In particolare il soggetto è tenuto a consegnare, ovvero a compilare, tale autocertificazione alle Forze dell’ordine a seguito del controllo.
In tale modulo vengono specificati i dati anagrafici, nonché i motivi dello spostamento che devono essere quelli tassativamente tipizzati, quali motivi lavorativi, di prima necessità (recarsi a fare la spesa) o sanitari.
In tal senso il soggetto compilante si assume la penale responsabilità di quanto indicato nel modulo che deve ovviamente corrispondere alla realtà dei fatti.
Nello specifico alla luce dei continui aggiornamenti relativi al modello di “autodichiarazione” ai sensi degli artt. 46 e 47 d.P.R. 445/2000 che viene pubblicato online dal Ministero dell’Interno, ciascuno è chiamato a dichiarare: le proprie generalità (tra cui, la propria utenza telefonica); di essere consapevole delle conseguenze penali previste in caso di dichiarazioni mendaci a pubblico ufficiale (art. 495 c.p.); di non essere sottoposto alla misura della quarantena; di non essere risultato positivo al virus Covid-19; di essersi spostato dal luogo A con destinazione B; di essere a conoscenza delle misure di contenimento del contagio adottate con d.l. 25 marzo 2020, n. 19; di essere a conoscenza delle limitazioni ulteriori adottate dal Presidente della propria Regione di appartenenza; di essere a conoscenza delle sanzioni previste dall’art. 4 del d.l. 25 marzo 2020, n. 19[1].

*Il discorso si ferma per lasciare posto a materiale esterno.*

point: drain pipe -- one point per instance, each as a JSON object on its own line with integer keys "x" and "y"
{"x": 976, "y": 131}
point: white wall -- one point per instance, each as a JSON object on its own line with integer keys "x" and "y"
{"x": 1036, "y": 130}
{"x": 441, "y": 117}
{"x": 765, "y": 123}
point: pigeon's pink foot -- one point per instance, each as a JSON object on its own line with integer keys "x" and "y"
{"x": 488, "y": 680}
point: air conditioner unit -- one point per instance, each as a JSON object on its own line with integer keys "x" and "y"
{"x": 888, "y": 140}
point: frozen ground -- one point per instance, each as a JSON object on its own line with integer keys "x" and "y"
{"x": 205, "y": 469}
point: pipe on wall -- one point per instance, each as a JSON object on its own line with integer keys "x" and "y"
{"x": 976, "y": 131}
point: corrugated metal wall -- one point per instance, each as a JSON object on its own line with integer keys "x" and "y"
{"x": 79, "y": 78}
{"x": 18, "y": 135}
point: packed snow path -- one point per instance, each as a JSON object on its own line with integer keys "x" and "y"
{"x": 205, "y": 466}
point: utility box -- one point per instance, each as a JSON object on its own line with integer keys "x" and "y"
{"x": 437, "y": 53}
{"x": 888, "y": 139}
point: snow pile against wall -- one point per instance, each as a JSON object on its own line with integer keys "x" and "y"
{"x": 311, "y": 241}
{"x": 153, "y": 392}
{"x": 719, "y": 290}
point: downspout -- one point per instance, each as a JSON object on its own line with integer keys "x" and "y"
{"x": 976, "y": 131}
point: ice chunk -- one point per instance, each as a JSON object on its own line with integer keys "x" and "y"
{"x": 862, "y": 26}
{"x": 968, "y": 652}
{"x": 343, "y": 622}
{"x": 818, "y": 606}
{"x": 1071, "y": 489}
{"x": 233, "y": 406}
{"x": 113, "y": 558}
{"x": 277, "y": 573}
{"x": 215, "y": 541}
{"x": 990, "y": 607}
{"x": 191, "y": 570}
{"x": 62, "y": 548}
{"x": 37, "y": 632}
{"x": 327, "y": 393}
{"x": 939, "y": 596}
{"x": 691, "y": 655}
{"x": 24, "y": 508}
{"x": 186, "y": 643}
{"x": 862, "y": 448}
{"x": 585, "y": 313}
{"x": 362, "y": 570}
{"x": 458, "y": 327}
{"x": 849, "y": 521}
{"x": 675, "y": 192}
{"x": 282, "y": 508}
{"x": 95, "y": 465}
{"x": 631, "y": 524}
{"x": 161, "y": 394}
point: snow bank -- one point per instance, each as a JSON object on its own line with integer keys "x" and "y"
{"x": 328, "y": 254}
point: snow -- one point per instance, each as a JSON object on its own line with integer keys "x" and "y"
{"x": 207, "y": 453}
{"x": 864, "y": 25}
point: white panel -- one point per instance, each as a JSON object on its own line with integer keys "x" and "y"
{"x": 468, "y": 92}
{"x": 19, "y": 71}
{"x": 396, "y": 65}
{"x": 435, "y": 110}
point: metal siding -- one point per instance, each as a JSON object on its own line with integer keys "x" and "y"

1. L’art. 495 c.p.: profili sanzionatori e bene giuridico tutelato.
Proprio in ragione di tale nuovo oblio certificativo di particolare interesse, anche in virtù di future applicazioni, risultano essere il c.d. reati di falso.
Orbene nell’ordinamento penale italiano una parte, libro secondo, titolo VII, dei delitti contro la fede pubblica, che concerne espressamente tali delitti.
In particolare l’art. 495 c.p. punisce la falsa attestazione o dichiarazione a un pubblico ufficiale sull’identità o su qualità personali proprie o di altri.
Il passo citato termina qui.